Security & Privacy Whitepaper (Overview)Chapter 7
Chapter 7 Abuse Prevention & Risk Controls
File transfers are a common target for automated abuse (spam, scraping, bandwidth exhaustion). This chapter explains the controls used to limit abuse while preserving usability and resumability.
7.1 Goals
- Limit automated abuse without requiring high-friction steps for legitimate users.
- Protect platform availability and cost boundaries (bandwidth, storage, CPU).
- Preserve resumability: controls SHOULD not force users to restart large transfers.
7.2 Design principles (minimal, explainable, reversible)
- Minimal: collect only necessary signals; avoid persistent identifiers where possible.
- Explainable: when blocking/throttling, the user SHOULD see an actionable reason.
- Reversible: mitigations SHOULD be adjustable quickly as traffic patterns change.
7.3 Rate limiting & quotas
7.3.1 Edge-level rate limits
- Apply IP/AS-based throttles for request floods while allowing normal parallel chunk transfers.
- Prefer leaky-bucket style limits to avoid bursting the origin.
7.3.2 Application quotas & caps
- Enforce plan-based limits (size, retention, downloads) with clear UI messaging.

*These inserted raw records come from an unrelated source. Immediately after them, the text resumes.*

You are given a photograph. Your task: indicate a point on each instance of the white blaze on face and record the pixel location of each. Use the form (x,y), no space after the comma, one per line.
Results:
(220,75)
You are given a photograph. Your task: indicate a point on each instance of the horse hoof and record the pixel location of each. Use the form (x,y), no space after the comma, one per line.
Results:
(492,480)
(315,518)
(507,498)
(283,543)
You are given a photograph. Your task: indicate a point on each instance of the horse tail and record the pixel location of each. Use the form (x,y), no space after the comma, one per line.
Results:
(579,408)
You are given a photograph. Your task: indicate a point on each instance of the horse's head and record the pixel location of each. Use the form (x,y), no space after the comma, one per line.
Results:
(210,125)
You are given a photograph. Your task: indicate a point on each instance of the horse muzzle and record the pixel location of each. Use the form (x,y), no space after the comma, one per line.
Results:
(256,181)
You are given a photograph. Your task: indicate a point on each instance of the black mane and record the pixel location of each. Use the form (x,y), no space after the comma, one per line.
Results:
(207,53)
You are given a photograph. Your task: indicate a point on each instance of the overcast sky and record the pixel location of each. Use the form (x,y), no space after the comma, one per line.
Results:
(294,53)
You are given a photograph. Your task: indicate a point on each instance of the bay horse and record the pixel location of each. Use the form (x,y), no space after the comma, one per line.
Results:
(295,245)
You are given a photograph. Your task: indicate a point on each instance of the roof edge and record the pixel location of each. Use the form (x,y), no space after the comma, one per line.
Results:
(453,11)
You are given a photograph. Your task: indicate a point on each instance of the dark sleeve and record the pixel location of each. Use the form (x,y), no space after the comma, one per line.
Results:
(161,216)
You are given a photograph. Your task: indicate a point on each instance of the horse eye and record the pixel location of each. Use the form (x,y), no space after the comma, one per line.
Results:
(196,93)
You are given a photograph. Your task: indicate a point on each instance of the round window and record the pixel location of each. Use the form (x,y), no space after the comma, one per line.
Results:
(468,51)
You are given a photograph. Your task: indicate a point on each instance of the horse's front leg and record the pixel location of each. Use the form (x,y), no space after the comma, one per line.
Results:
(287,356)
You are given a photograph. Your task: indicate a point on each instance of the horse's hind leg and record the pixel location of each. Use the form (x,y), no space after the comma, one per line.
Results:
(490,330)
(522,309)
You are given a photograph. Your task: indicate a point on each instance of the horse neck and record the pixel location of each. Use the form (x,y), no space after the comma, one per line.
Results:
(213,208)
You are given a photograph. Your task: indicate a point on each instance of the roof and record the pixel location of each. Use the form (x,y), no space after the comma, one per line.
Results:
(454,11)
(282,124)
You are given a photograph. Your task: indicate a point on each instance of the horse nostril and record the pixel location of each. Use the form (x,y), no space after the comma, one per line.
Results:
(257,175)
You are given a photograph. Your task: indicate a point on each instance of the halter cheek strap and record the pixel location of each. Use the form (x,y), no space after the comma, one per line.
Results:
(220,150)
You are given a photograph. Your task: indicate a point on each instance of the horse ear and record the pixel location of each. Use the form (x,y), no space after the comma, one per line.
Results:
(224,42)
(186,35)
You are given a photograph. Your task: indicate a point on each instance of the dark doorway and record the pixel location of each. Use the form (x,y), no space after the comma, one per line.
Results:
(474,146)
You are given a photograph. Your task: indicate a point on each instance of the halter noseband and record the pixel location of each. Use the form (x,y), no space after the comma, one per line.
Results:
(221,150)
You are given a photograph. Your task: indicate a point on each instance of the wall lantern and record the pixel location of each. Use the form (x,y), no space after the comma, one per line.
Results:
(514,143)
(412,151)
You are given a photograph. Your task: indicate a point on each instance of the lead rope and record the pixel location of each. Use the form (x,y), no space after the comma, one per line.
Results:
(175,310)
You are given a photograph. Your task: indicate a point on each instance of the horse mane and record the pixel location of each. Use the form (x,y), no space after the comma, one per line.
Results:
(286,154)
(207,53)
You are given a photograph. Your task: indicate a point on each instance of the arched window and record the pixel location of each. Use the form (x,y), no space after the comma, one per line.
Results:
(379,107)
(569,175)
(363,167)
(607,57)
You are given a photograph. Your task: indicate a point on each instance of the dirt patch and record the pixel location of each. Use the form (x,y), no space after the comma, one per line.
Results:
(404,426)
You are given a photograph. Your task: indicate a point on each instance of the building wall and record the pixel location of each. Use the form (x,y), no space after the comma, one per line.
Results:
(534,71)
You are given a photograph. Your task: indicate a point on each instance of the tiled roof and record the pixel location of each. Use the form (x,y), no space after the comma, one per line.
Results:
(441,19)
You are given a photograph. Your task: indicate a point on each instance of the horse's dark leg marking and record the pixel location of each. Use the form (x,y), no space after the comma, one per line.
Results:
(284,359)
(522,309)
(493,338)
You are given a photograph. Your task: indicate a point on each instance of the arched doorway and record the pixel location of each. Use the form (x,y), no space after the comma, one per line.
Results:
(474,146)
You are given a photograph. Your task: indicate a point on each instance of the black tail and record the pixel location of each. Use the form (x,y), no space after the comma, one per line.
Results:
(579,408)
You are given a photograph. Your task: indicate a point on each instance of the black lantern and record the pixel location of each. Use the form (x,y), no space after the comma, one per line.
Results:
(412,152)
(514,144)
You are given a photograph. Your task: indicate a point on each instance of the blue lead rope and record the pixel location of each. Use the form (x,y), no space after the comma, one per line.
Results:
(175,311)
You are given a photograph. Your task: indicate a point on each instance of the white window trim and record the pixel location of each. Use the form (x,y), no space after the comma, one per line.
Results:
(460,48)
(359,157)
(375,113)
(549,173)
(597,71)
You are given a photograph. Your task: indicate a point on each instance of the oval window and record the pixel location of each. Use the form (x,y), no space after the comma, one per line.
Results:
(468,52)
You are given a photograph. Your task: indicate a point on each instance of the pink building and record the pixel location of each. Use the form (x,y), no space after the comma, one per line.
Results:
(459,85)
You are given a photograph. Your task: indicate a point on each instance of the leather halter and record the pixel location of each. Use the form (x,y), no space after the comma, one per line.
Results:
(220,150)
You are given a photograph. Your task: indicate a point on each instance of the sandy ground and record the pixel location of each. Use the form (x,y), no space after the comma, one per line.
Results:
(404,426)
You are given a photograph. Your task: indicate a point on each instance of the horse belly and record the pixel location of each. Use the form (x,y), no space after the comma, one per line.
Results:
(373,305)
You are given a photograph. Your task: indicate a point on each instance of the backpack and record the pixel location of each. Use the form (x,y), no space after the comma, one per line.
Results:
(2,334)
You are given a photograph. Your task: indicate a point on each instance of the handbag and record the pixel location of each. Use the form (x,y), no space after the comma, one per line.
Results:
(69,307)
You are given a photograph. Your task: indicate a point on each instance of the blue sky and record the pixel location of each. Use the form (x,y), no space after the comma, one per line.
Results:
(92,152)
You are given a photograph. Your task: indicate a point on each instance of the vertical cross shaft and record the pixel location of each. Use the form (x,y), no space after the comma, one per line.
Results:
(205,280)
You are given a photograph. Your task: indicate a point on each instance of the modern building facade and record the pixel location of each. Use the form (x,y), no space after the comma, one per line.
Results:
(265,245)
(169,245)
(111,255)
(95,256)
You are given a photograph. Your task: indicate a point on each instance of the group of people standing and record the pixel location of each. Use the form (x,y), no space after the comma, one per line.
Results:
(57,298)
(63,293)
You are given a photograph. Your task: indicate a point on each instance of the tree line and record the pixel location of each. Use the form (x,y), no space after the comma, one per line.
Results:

- Over-limit behavior MUST fail closed for authorization while providing clear next steps.
7.4 Abuse signals & mitigations
- High-frequency create/upload attempts, suspicious user agents, and abnormal download fan-out MAY trigger extra checks.
- Mitigations MAY include increased throttling, temporary blocks, or requiring additional proof for high-risk traffic.
- Mitigations MUST NOT compromise confidentiality: never require sending CEK or fragments to the server.
7.5 Related Claim IDs
- See Appendix: Claim IDs for the authoritative mapping.